Bobby shoots the Port Commissioner
The second individual whose loyalty was featured in "Hell Followed" was Opie. Through prior episodes, we know that Opie spent time in prison for actions sanctioned by SAMCRO, and throughout that time he failed to provide law enforcement with any information incriminating the club. Nevertheless, SAMCRO has had some internal questions about Opie's ability to "handle" some of the more violent and cut-throat aspects of the business. Opie himself has gone back-and-forth trying to balance SAMCRO with his family's wishes, who would prefer that he choose to be an "honest" man instead of associating with the club. Despite these hesitations, Opie seems to have made up his mind in "Hell Followed" and wants to prove to the club that he is a committed member of SAMCRO. After Cameron Hayes regains consciousness from his wounds, he asks  SAMCRO to murder a Port Commissioner that is a threat to "blow the whistle" on the IRA and their gun shipments. Opie seizes this instance as an opportunity to gain the club's trust and volunteers- along with Bobby and Jax- to take care of the Port Commissioner. After SAMCRO gains the necessary intelligence, they find the Port Commissioner at a motel where Opie confronts him with a gun. However, Opie pauses and is unable to pull the trigger, forcing Bobby to shoot the victim multiple times in the stomach before the three flee the scene of the crime. The hesitation by Opie shows the lack of confidence that he currently has. It could be due to the fact he's been away from SAMCRO and their "ways" for so long, or it could be the guilt that he is choosing this life even though his wife does not approve. Either way, Opie's face and words are that of a man loyal to SAMCRO, but his actions are not telling the same story. Of course, this is reminiscent of the dilemmas that Jax has found himself in over the last few episodes as well. The question is how will Opie handle these issues moving forward? As loyal as Opie may have been while in prison, SAMCRO is not exactly an organization that thrives on patience, especially with regards to their business ventures and business decisions. 

Unser and Clay

Alvarez (with Clay) brokering a deal
The final individual whose actions focus around loyalty is Clay. Now I know what you are thinking- how can you question the loyalty of the leader of SAMCRO? While Clay's actions may not be the most morally acceptable, and may even make audiences angry because of the way they affect certain members of SAMCRO (i.e.
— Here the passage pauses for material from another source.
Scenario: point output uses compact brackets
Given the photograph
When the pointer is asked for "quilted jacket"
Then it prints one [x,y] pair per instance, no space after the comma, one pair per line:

Jax), it is hard to argue that Clay has made any decisions that might hinder the club in its entirety. In "Hell 
Followed", Clay asks Chief Unser to summon Alvarez to the police station, so the head of SAMCRO and the Mayans can have a discussion sans bloodbath. This is obviously an interesting tactic, considering Alvarez recently tried to have Clay assassinated, but it once again proves Clay's willingness and desire to limit the bloodshed in Charming. Once Alvarez is brought into the police station, he is obviously surprised to see his nemesis standing before him. However, the two discuss business and strike a deal that allows the Mayans to purchase weapons from SAMCRO in return for an end of all disputes among all charters of the Sons and Mayans. So, what does this have to do with Clay and loyalty? For one, this agreement with the Mayans breaks any bond that Clay may have established with the One-Niners, who SAMCRO used to sell exclusively too.  Secondly, a decision of this magnitude is typically voted on by all members of SAMCRO. With Clay taking it upon himself to strike this agreement, there is likely to be some backlash and second-guessing from members who would have liked to have been privy to the negotiations. With a club that already has shown signs of fraction among its ranks, specifically with regards to Jax and Clay, it will be interesting to see how this "deal" plays a role (if any) in either repairing or further fracturing the  relationship between the two leaders.